For that reason, Windhorst said, he has a very different outlook on some of the key issues facing the state than Gov. Pritzker or the Democratic leadership of the House.
On the environment, for example, Pritzker recently announced that his administration has joined the U.S. Climate Alliance, a bipartisan group of governors and states that have vowed to abide by international goals to reduce greenhouse gas emissions, particularly from coal-fired power plants. Windhorst said that could have a big impact on the southern Illinois coal industry.
“In fact, I’ve had several constituents approach me,” he said. “They’re concerned about what it’s going to mean for the future of their jobs. To me, that sort of issue should occur on the national level because of the impact it’s going to have on the economy as a whole rather than each state trying to cobble together a proposal.”
Windhorst said he also has reservations about raising the state’s minimum wage to $15 an hour.
“The issue we would have in our part of the state is, again, when you talk about businesses opening, they can open in Kentucky, Missouri or Indiana, which have a lower minimum wage, and therefore a lower cost of labor,” he said. “Or they can open in Illinois, which would have double the cost of labor and it would just make it that much harder for small business.”
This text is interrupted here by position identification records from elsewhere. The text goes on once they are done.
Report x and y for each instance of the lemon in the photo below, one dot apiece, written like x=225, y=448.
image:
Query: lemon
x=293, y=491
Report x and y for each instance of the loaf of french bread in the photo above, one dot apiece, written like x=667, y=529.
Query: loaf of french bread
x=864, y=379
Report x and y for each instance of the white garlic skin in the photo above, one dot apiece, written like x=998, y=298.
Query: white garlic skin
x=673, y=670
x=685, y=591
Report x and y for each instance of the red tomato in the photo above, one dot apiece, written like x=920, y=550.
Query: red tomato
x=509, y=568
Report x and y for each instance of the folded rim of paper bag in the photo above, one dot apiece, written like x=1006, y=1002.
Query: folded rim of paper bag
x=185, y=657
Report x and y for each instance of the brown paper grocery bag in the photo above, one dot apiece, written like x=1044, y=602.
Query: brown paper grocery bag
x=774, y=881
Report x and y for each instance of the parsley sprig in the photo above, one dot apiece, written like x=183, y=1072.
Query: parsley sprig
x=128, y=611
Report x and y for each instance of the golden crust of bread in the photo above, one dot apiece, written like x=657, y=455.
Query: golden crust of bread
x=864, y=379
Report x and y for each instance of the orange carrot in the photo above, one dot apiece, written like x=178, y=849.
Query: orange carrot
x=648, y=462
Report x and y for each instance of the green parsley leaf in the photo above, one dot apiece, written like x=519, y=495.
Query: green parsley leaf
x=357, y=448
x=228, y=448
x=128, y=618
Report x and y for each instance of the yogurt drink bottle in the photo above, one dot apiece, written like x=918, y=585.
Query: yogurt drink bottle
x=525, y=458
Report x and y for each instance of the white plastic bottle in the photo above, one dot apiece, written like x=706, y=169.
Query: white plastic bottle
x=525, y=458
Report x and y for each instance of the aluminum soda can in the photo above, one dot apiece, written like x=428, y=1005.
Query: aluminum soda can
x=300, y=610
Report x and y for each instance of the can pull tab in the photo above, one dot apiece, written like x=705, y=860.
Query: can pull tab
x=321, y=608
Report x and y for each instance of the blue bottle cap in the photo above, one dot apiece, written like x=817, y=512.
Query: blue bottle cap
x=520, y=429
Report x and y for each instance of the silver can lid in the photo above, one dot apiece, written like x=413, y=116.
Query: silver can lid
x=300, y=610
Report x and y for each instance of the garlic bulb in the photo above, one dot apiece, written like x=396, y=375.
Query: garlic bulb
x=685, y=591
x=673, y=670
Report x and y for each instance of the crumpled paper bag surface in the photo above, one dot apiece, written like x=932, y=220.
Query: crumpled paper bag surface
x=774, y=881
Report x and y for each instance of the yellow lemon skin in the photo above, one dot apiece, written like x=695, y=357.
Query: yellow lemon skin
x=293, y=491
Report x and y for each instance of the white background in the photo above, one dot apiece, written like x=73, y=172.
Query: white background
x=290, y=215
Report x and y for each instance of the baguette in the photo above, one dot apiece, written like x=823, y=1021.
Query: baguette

And Windhorst said he does not necessarily believe the state should look to legalized recreational marijuana or expanded gambling as a way to generate new revenue and balance the state budget.
“I would fall on the side that says we need to get a better grip on spending,” he said. “There are studies out – I’ve seen one last year and then another one recently – showing that Illinois is among the top states in its overall tax burden, which to me suggests, given the size of our state, it’s not a revenue issue. It is a spending issue.”
“Now, to me, we’ve got to address the spending side, but there’s also a kind of third, or middle path,” he added. “And that is to try to increase the economy of the state. And that will, in turn, generate more tax revenue. If you improve the business climate, if more people are moving here, more businesses are opening here, that creates tax revenue, aside from increasing taxes.”
Despite partisan differences, Windhorst said he remains focused on the needs of southern Illinois and of the 118th District. In fact, two of the bills he has introduced so far were originally put forth by his Democratic predecessor.
One would add video stalking to the list of offenses for which a person convicted would have to register as a sex offender. Another would expand a property tax exemption for widows of military veterans to include people who are not originally Illinois residents.
More than anything else, however, Windhorst said that when he looks back on his first term in office, he hopes he can point to a truly balanced state budget as a major achievement.
“They believed last year was a truly balanced budget,” he said. “It was close, as close as we’ve come in some time, but it was still $1.5 billion in the red. That would be very important to me, to work toward a truly balanced budget. I believe the public is demanding it.”